… a insustentável leveza do mijo!

rapaz-mijo

tenho comigo, entre muitas outras memórias, a da busca atrapalhada das chaves de casa no bolso das calças, no regresso das compras, ao que se seguia o tilintar demorado de sacudidelas para alinhar a chave certa e o arranhar dos carretos na fechadura a precisar de afinação.

nós e a fechadura, a luta semanal, e os carretos na porta fechada estancados como jumento teimoso que não cede à aflição dos donos; mas os carretos lá cediam lubrificados por uns cavernosos palavrões e amaciados a pontapé.

tenho memória de a seguir sermos envolvidos pelo cheiro da casa ao arrojar-nos pela porta, dos impropérios (que nunca irão constar nos acordos ortográficos) que soltávamos enquanto nos lançávamos contorcidos e em espasmos  numa corrida por cima dos sacos das compras espalhados à entrada, em fuga para a frente, para ver quem primeiro conquistava a posse da casa de banho.

tenho memória, também, da sensação de salvação e alívio da “mijinha” semanal que se seguia, como cão que regressado ao seu canto preferido alça da perna para reafirmar a posse do seu território;

memória de alívio e salvação, dos meus por perto e envolto pelo que me reconforta e me torna no que sou, sorriso infantil e “mijinha” prolongada até ao último gotejo, em esforço e em prazer, contorcido e espremido até os rins só para ter ainda mais certeza de que estou, enfim, chegado ao “meu” espaço.

do lado de fora, o teu berro aflito era a amarra à realidade:

“foskas-se”… saaaaai daíiii… “cum’camandro e cum’catano” … despáaaaaacha-ttte!

– imagino-te, de vez em quando, naqueles momentos em que a saudade nos invade pelo estomago e se confunde com fome, a olhar de soslaio para o tampo da sanita levantado e a desejar-me a irromper em corrida para ir “à mijinha”, só porque sim, porque a ausência enche-nos de uma fome dessas e até uma “mijinha” pode ser um ritual importante.

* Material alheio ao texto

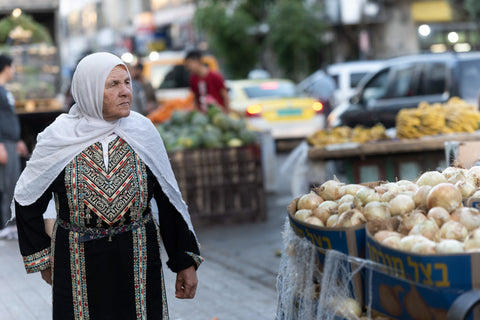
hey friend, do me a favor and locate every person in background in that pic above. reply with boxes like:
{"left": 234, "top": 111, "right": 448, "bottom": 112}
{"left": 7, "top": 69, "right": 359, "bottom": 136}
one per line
{"left": 14, "top": 52, "right": 202, "bottom": 319}
{"left": 128, "top": 63, "right": 148, "bottom": 116}
{"left": 184, "top": 49, "right": 230, "bottom": 113}
{"left": 132, "top": 62, "right": 157, "bottom": 115}
{"left": 0, "top": 54, "right": 28, "bottom": 239}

da minha parte, deixa que te diga… saudades, tento afastá-las ao “estalo e à biqueirada”, mas vencem-me sempre, com igual violência e ainda mais… e a “puta” da ausência… é de forma tal que a sinto nos rins…. deve ser da vontade que me cresce cá dentro, vontade de voltar ao “meu canto” e de esforçar os pertences até despejar um vagalhão só para te ter “aflita e exaltada”, do lado de fora mas perto, e me sentir novamente em casa, mesmo que só por uma valente “mijinha”, marcando de canto um sorriso infantil e malandraço, a pensar cá para mim:

“gooolo… estou em casa!”

… e a sorrir certo de que as coisas importantes da vida não têm que ser arquitectadas em planos muito rebuscados.